Arthur Kavanaugh, MD

Disclosures

September 30, 2002

Question

What is the role of mycophenolate mofetil in lupus nephritis? Is it superior or equal in effectiveness to cyclophosphamide?

Response from Arthur Kavanaugh, MD

There are several difficulties affecting the ability to assess therapies in a disease such as lupus nephritis. Because of the substantial heterogeneity of the disease process, it is often hard to compare populations treated in one study with those treated in other studies. Also, as medical treatment has evolved over time, there are other factors that affect patient survival and renal and other outcomes. For lupus nephritis, progress in the development of antihypertensive agents and intensive-care unit management probably has had a beneficial role in patient outcome. Thus, it is hard to compare the results observed in a contemporary study with those observed in a study from a decade or 2 in the past.

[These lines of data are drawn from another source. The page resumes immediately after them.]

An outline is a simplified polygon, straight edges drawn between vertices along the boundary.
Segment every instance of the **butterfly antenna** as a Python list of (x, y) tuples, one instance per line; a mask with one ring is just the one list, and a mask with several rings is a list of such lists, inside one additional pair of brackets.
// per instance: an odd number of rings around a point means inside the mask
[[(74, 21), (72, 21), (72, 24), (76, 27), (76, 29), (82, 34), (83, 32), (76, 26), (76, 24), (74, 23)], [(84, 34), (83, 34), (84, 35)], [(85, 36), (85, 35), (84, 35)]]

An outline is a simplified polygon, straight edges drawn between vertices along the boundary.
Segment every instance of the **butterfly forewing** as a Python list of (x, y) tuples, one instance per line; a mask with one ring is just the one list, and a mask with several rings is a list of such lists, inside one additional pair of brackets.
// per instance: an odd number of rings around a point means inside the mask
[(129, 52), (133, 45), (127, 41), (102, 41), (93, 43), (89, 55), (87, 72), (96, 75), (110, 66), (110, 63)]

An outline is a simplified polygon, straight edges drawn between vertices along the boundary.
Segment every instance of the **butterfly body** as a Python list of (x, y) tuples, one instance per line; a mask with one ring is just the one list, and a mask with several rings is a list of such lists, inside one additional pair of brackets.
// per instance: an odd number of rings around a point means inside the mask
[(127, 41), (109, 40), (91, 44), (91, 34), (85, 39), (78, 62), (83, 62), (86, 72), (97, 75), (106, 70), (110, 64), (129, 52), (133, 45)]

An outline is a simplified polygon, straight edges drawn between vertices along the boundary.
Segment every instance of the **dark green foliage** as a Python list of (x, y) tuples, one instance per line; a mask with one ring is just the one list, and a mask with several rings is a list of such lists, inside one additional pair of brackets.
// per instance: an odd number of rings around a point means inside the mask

With these caveats, there have been several studies that have suggested that mycophenolate mofetil may be a useful treatment for lupus nephritis. In a study[1,2] of 42 patients from Hong Kong with World Health Organization type 4 lupus nephritis, the extent of complete remission with mycophenolate was comparable to that achieved with cyclophosphamide (oral, beginning at 2.5 mg/kg/day for 6 months, followed by azathioprine). Tolerability favored mycophenolate. Overall, the data suggest that this may be a viable treatment option for lupus nephritis. However, another consideration that may affect the use of this agent is its relatively high cost.